Zeki'ye neden bu havayoluna binmediğimizi sordum. Zira direk Singapure gitseymişiz bunları yaşamayacaktık. "Abi o dünyanın en lüks havayolu. Pahalı diye ben ona uğramadım." dedi. Gerçekten müthişti. İkramları ve hizmeti tartışmasız kalite de idi. Hava alanına indik. "Yeryüzünde cennet neresi" diye sorsalar "Singapur" derim. Hava alanlarında hotel rezervasyon bölümü vardı. Ordan otel ayarladığınızda belirli oran da indirim yapıyorlardı. 10 dolar kapora aldıklarında rezervasyon tamamlanmış oluyordu.
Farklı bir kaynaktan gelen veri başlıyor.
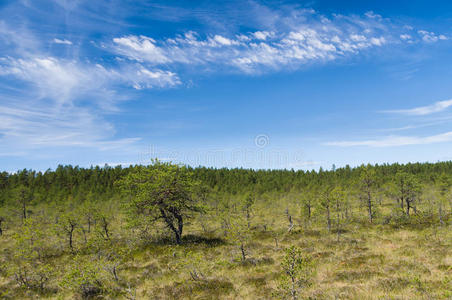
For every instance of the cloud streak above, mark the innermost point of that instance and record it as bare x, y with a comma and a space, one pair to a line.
424, 110
305, 37
396, 141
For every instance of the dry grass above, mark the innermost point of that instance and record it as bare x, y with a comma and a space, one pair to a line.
367, 262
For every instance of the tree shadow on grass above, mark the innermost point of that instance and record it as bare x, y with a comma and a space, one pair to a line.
191, 239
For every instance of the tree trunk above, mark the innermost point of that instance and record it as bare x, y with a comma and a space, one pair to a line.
369, 206
242, 249
328, 218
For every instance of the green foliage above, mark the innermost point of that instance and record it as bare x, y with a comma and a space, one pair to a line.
162, 191
85, 277
298, 270
29, 264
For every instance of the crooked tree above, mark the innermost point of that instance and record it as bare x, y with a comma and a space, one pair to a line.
162, 191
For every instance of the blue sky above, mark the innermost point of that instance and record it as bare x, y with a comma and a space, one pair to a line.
254, 84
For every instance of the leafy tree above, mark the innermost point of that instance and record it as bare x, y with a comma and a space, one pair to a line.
444, 186
29, 264
338, 197
407, 190
162, 191
24, 197
68, 223
367, 185
247, 207
326, 203
298, 269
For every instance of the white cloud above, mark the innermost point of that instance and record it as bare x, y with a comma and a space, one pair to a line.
405, 37
394, 141
140, 48
424, 110
262, 35
301, 38
64, 42
66, 80
431, 37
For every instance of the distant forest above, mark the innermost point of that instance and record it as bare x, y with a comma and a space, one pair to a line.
98, 183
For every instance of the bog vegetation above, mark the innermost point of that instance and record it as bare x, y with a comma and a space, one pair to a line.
166, 231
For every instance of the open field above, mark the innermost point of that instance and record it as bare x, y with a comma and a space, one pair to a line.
232, 250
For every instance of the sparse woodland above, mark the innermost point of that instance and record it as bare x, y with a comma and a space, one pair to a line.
172, 232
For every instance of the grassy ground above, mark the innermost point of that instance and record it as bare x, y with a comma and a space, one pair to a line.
364, 262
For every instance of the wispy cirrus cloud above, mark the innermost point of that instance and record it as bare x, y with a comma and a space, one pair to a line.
64, 41
423, 110
303, 38
395, 141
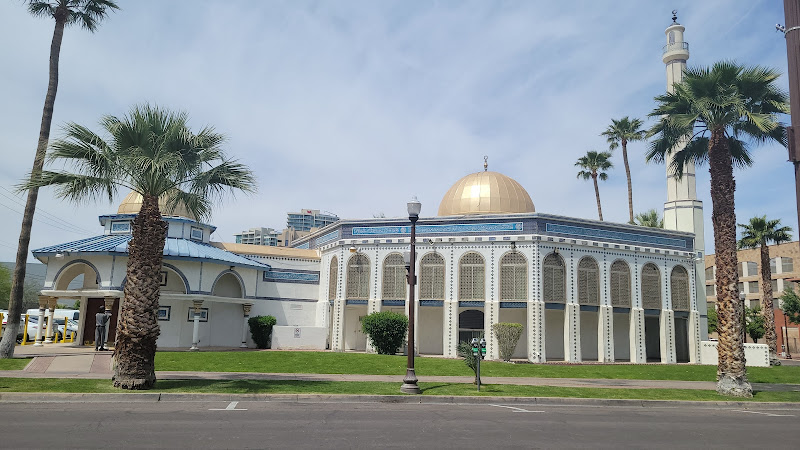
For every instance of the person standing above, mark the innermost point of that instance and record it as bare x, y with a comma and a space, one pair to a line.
101, 320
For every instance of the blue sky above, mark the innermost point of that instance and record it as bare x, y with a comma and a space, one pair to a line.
353, 107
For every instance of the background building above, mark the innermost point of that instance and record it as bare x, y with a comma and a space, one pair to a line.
307, 219
784, 274
258, 236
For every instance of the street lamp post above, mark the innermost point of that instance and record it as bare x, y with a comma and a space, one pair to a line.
410, 381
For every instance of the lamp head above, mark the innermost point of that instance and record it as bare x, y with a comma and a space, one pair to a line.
414, 207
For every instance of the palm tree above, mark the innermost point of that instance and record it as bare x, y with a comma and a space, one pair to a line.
593, 165
717, 112
650, 218
619, 133
88, 14
757, 234
153, 152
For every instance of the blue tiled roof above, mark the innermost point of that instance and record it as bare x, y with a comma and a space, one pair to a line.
174, 248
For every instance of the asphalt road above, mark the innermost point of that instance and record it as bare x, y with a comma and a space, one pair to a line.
368, 425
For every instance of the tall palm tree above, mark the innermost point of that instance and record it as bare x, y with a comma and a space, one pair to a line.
593, 165
718, 112
758, 234
153, 152
88, 14
650, 219
619, 133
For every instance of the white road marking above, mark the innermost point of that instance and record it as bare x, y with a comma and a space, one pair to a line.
230, 407
514, 408
766, 414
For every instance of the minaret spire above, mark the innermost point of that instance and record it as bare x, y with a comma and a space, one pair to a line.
682, 211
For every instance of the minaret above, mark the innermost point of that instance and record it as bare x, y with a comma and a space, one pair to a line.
682, 211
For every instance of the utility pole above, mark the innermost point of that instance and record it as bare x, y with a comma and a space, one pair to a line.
791, 31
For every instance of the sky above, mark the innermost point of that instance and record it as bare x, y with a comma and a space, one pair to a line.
353, 107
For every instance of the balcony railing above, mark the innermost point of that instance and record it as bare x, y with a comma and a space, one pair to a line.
676, 46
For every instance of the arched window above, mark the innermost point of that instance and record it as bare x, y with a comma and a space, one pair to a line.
588, 282
513, 277
394, 277
651, 287
431, 280
471, 277
554, 284
679, 285
358, 277
620, 284
333, 276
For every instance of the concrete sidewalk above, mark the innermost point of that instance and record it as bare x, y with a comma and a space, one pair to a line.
68, 361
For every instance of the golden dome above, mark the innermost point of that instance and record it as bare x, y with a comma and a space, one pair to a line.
486, 193
132, 203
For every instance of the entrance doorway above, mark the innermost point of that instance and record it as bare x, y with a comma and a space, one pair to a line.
92, 307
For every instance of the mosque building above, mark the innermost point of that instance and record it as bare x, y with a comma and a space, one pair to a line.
584, 290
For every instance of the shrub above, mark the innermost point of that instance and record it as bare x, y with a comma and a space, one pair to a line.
465, 351
508, 335
261, 330
386, 330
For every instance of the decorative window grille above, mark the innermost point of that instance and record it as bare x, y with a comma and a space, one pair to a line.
679, 284
471, 277
787, 264
358, 277
554, 285
431, 280
588, 282
651, 287
513, 277
333, 276
394, 277
620, 284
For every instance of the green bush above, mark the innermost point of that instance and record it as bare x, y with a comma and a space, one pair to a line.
261, 330
508, 335
386, 330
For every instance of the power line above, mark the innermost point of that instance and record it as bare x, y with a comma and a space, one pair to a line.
56, 218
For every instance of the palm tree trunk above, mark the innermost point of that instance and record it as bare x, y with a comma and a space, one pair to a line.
18, 283
731, 370
628, 175
137, 328
767, 310
597, 196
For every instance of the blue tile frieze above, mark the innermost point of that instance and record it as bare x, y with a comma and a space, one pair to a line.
438, 229
617, 235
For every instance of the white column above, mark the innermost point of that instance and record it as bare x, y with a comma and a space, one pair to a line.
491, 315
605, 334
667, 332
694, 337
51, 304
536, 332
196, 304
246, 309
42, 307
638, 353
572, 332
450, 329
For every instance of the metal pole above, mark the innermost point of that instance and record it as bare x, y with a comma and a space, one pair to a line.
410, 381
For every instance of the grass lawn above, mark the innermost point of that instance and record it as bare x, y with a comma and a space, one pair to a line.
375, 388
14, 363
372, 364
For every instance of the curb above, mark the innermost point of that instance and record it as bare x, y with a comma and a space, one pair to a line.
155, 397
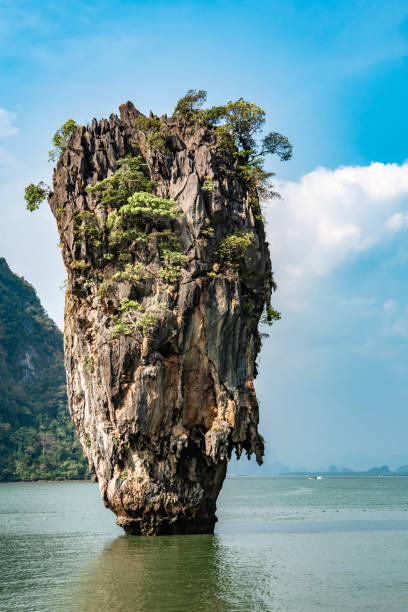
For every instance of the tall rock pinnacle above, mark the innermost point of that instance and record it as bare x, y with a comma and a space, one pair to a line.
165, 291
Hemen orda, şehir merkezinde 4 yıldızlı bir otel bulduk. Geceliği 50 dolar, kahvaltı dahil. Bir taksiyle otele gittik. Yerleştik. Hafta sonu gezdik. Pazartesi sabah pasaportları biletlerle birlikte vizeye götürdük. Öğleden sonra verdiler. Bilgisayar satış mağazalarını gezdik ve fiyatlar hakkında bilgi edindik. Renkli bilgisayar ekranları gördük. Ertesi gün Hong Kong'a uçtuk.
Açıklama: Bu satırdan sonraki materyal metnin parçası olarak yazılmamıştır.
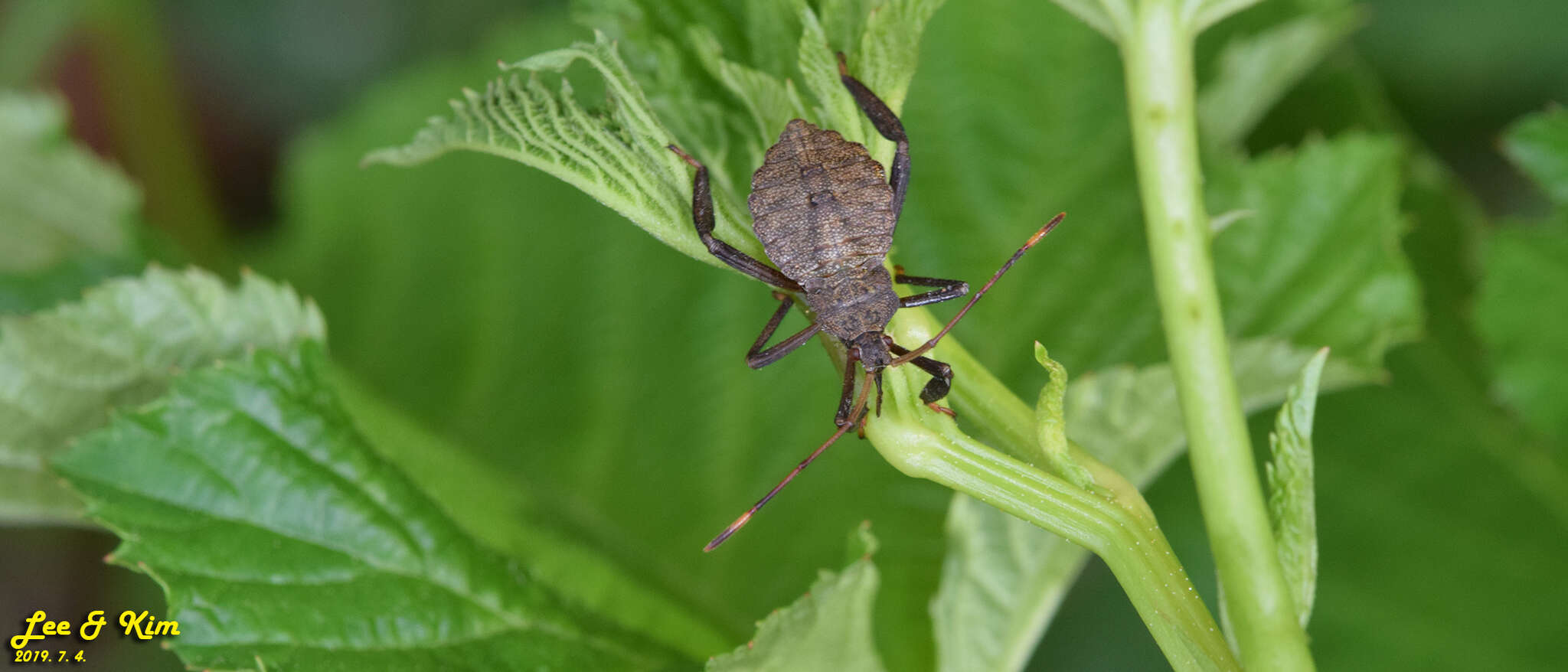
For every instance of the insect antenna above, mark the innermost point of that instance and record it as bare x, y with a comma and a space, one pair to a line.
987, 287
857, 414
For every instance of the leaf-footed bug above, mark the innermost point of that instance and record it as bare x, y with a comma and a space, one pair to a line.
825, 215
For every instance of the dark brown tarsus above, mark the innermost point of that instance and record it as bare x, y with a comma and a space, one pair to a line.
825, 217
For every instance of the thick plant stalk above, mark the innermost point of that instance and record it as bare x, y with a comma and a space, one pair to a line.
1114, 522
1156, 49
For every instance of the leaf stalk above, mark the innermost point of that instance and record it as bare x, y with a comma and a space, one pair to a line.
1161, 90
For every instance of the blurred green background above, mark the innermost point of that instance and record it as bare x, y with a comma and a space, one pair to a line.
508, 312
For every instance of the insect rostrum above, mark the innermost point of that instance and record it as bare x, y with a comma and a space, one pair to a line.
825, 215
Yağmurlu bir hava idi. Orada 2 gece kaldık. Çarşıları gezdik. Her pasaj 4-5 kat toptan aynı tür ürünü satıyordu. Pasajların üstü de ya büro, ya konut, ya da otel idi. Hepsi no-name ürünler. Sen istediğin markayı vurabilyorsun. Video pasajına gittik. Kilosu 75 Dolardı. Bunlar Türkiye'de 1000 Dolar civarında idi. Her tür elektrik ve elektronik ürün çok ucuz fiyatlarla satılıyordu. Bundan yıllar önce ayakkabılarımı giymiş üniversiteye giderken eşim "Bana inci alır mısın?" sorusuna bende "tabi" demiştim. Hemen "Peki ne zaman alacaksın" diye sorunca da "Çin'e gidince" diye cevap vermiştim. Aklıma geldi. İnci çarşısına gittik. Ordan ona 3 dal inci aldım. Orda da piyasayı inceledik. Fiyatları aldık.
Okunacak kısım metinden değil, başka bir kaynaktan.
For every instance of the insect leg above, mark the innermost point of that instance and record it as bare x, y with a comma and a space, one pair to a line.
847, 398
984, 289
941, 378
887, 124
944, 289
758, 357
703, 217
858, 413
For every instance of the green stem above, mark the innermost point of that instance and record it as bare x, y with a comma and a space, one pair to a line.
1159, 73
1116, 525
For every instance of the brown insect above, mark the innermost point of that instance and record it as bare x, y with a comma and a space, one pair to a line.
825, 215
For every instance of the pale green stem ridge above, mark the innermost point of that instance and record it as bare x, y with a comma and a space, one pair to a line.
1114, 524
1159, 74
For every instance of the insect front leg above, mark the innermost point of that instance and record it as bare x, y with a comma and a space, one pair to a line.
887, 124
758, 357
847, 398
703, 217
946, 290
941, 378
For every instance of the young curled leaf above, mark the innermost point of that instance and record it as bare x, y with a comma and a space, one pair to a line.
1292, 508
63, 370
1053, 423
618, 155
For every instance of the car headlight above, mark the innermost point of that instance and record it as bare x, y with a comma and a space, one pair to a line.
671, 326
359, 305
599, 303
Tapei'ye nihayet bir hafta sonra ulaştık. Otele yerleştik. Bize bir form verdiler. Gazetede ilan edeceklerini söylediler. Ne için geldiğimizi soruyorlardı. Bizde bilgisayar ve bileşenleri diye yazdık. Rehberde bilgisayarcıları bulmaya çalışıyorduk. Bir tayfun bekledikleri için her yer kum torbaları ile korumaya alınmıştı. Her şey güzeldi ama ekmek yoktu. Pizza Hot'a gittik. Garson bize büyüklüğünü sordu. Zeki'nin large ısrarına adam "emin misiniz" diye tepki gösteriyordu. Gerçekten geldiğinde 4 kişilik pizzalar olduğunu gördük. "Abi bozuntuya verme yiyelim hepsini" demesi üzerine de müşterilerin bakışları altında giriştik. Fakat bitirmek mümkün değildi. Garson kalanı paketlemeyi teklif ett. Biz de kabul ettik. Onları 2 günde ancak bitirdik. Ekmek yoktu. Haşlanmış pirinç ile karides ızgara yiyorduk. Çin lokantasının önünden geçtiğimizde kokudan benim midem bulanıyordu. Yabancılara kokoreç ile işkembe ikramını düşündüm. Ne büyük eziyet. Sonunda yabancılar için satış yapan bir bakkalda fransız francalası baston ekmek bulduk. Yaklaşık 75 cm boyunda. Fried Chiken tavukçusundan aldığımız butları ekmeğin arasına koyup tuz serperek yiyorduk. Tereyağı, ekmek ve tuz görmedik. Bir de müzelerinde değil tabanca, tüfek, kılıç, tek çakı bile yoktu.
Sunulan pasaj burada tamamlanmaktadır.